Nelle scuole a metodo montessoriano i materiali presenti sono frutto di anni di sperimentazioni, perché sono stati proprio i bambini, con i loro desideri e bisogni, a scegliere i materiali che ancora oggi troviamo nelle aule. Una caratteristica del materiale è averne un solo esemplare per tipologia e questo aspetto è fondamentale per lo sviluppo sociale del bambino perché gli permette di esercitare la pazienza, il rispetto del prossimo e della cosa comune. 

Questa esperienza, ripetendosi tutti i giorni per diversi anni, fa sì che il concetto di rispettare ed aspettare entra nella vita di ogni individuo che matura e si sviluppa con l’andare del tempo. Qui nasce un adattamento che Montessori così definisce: «Non è altro che la costruzione della vita sociale, la società non è fondata sulle preferenze, ma su una combinazione di attività che devono armonizzarsi… il bambino di tre anni non ha questa forma di moralità», ma è il nostro ambiente così strutturato attraverso l’esperienza quotidiana che forma la socialità del bambino. E tutto accade contrariamente a quanto accade nelle scuole tradizionali dove i bambini lottano per il possesso degli oggetti. 

I bambini nelle scuole a metodo vivono sempre in una “comunità lavoratrice”. 

Montessori ha rilevato nelle sue scuole due aspetti molto importanti del comportamento sociale dei bambini: l’istinto naturale ad occuparsi dei più deboli, incoraggiandoli e consolandoli; questo Maria Montessori  lo chiama un istinto di progresso sociale; sappiamo, infatti, che la nostra società ha iniziato a progredire nel momento in cui ha iniziato ad aiutare i più bisognosi anziché opprimendoli.

Il secondo aspetto è il sentimento di ammirazione; nelle scuole a metodo i bambini non sono invidiosi, ma ciò che è ben fatto suscita ammirazione, e così il buon lavoro di uno è contagioso, diventa il buon lavoro di tutti.

È evidente che nei bambini esiste una forma di fratellanza, che poggia su un sentimento elevato, che crea unità bel gruppo; se il bambino ha la possibilità di svilupparsi in un ambiente sereno e rispondente ai suoi bisogni profondi, tali caratteristiche non possono che svilupparsi ed essere volano per un nuovo progresso sociale.

Il presupposto indispensabile per realizzare una scuola autenticamente montessoriana è quello della massima fiducia nell’interesse spontaneo del bambino, nel suo impulso naturale ad agire e conoscere.
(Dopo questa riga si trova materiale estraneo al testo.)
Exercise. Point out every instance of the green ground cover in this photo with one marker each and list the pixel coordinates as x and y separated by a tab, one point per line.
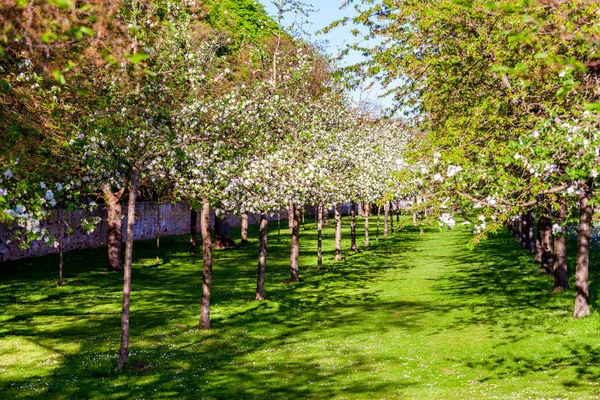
414	316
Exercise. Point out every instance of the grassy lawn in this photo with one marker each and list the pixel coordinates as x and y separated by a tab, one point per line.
414	316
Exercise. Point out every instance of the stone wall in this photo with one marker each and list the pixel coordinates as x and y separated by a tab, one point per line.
175	220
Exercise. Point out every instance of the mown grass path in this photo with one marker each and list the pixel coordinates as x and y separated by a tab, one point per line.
414	316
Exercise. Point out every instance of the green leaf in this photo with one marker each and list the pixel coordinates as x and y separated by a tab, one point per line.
138	57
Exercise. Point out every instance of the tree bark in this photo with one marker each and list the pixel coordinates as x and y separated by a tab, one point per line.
222	234
295	251
524	230
353	227
530	234
124	352
386	212
244	228
366	210
193	219
415	211
377	232
207	266
546	244
561	278
320	236
262	257
114	220
60	248
338	231
391	218
158	221
582	306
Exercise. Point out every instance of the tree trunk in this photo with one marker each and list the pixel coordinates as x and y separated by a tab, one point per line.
124	352
295	224
338	231
320	236
114	220
193	219
415	211
524	230
530	234
158	221
386	213
391	218
207	267
244	228
222	234
582	306
378	215
547	245
60	249
262	257
366	210
353	227
561	278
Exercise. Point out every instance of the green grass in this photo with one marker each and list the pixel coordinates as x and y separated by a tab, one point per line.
414	316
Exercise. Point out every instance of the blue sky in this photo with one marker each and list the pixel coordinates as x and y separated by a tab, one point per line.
329	11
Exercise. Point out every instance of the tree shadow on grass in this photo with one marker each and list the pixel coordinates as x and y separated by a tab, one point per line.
78	325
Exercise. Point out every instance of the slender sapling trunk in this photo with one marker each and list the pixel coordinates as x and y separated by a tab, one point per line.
207	266
582	305
262	257
295	251
338	231
124	352
353	226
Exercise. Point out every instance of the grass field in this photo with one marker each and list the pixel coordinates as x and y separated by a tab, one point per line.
414	316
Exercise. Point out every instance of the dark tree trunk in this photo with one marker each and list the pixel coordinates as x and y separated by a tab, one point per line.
244	228
158	221
262	257
366	210
547	245
222	234
114	220
582	305
193	219
60	248
295	224
353	227
207	267
561	279
377	231
320	236
124	352
386	212
391	217
530	234
338	231
524	230
415	211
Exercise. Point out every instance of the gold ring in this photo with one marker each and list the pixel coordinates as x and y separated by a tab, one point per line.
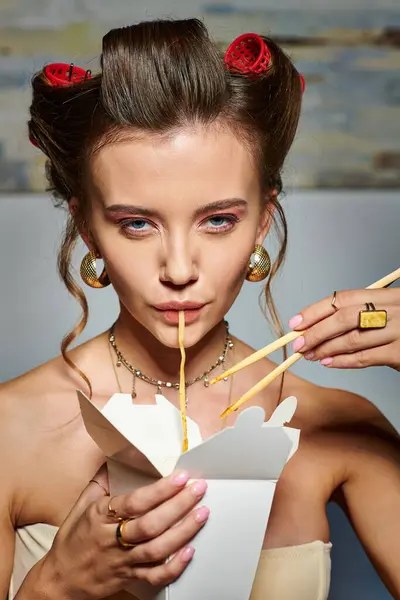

Se è posto in un ambiente adatto, scientificamente organizzato e preparato, ogni bambino, seguendo il proprio disegno interiore di sviluppo, accende naturalmente il proprio interesse ad apprendere, a lavorare, a costruire, a portare a termine le attività iniziate, a sperimentare le proprie forze, a misurarle e controllarle. Il compito dell’educatore è quello di liberare il bambino da ciò che ostacola il disegno naturale del suo sviluppo.” (da: Il Metodo e il bambino, Opera Nazionale Montessori).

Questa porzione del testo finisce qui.